Мы стоим и молчим, только смотрим на него. Полковник почему-то больше ничего не говорит, садится в машину. И все оглядывается на нас.
В военной зоне рядом со станцией моемся в бане. Вещи наши жарятся тут же, за железной дверью. От тепла и горячего пара становится вялым тело, начинает идти кровь там, где щиколотка, болит опухшее колено. И еще болят почему-то ребра, трудно повернуть голову. Черная грязь раз за разом слезает с нас, но появляется вновь, как будто сочится из наших пор. Руки все равно остаются черными, и их не ототрешь. Долго стираю платок с вышитыми буквами. Их не видно. Рубчатый шелк превратился в сетку с дырочками, но платок не выбрасываю.

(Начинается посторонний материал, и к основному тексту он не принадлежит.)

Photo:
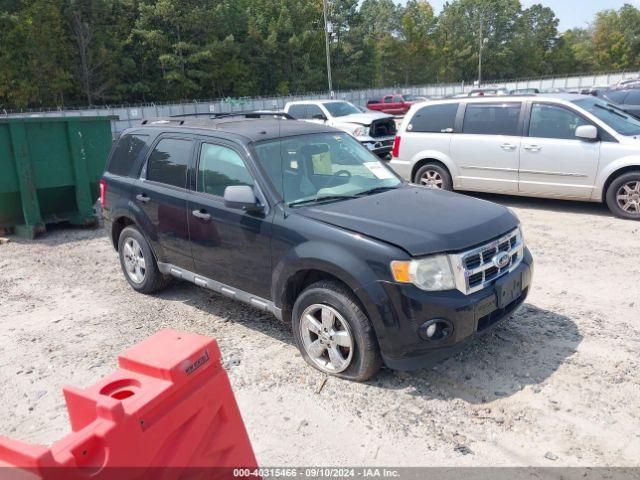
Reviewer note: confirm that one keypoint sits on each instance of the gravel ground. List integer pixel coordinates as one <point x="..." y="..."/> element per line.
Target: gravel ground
<point x="557" y="384"/>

Шатаясь, выходим в прихожую. Потом долго штопаем, зашиваем наши штаны, гимнастерки, пришиваем пуговицы. У некоторых совсем все разлезлось на локтях и коленях, но ничего нам тут не дают. Это уже в части. Спим в свободной землянке на нарах, укрываясь с головой шинелями.
Снова повторяется все сначала, и те, которые лежат там, в торфе, укрытые шинелями, бегут вместе со мной, кричат беззвучно… Сбрасываю с лица сухое, жесткое сукно. Кудрявцев лежит рядом и смотрит пристально в потолок. За ним вижу еще чьи-то широко открытые глаза. Никитин сидит, прислонившись спиной к деревянной стойке. Маленькая желтая лампочка горит у входа, где положено быть дневальному. Мы зажигаем еще одну — большую лампу посередине вкопанной в землю казармы, садимся все вместе и сидим так до утра…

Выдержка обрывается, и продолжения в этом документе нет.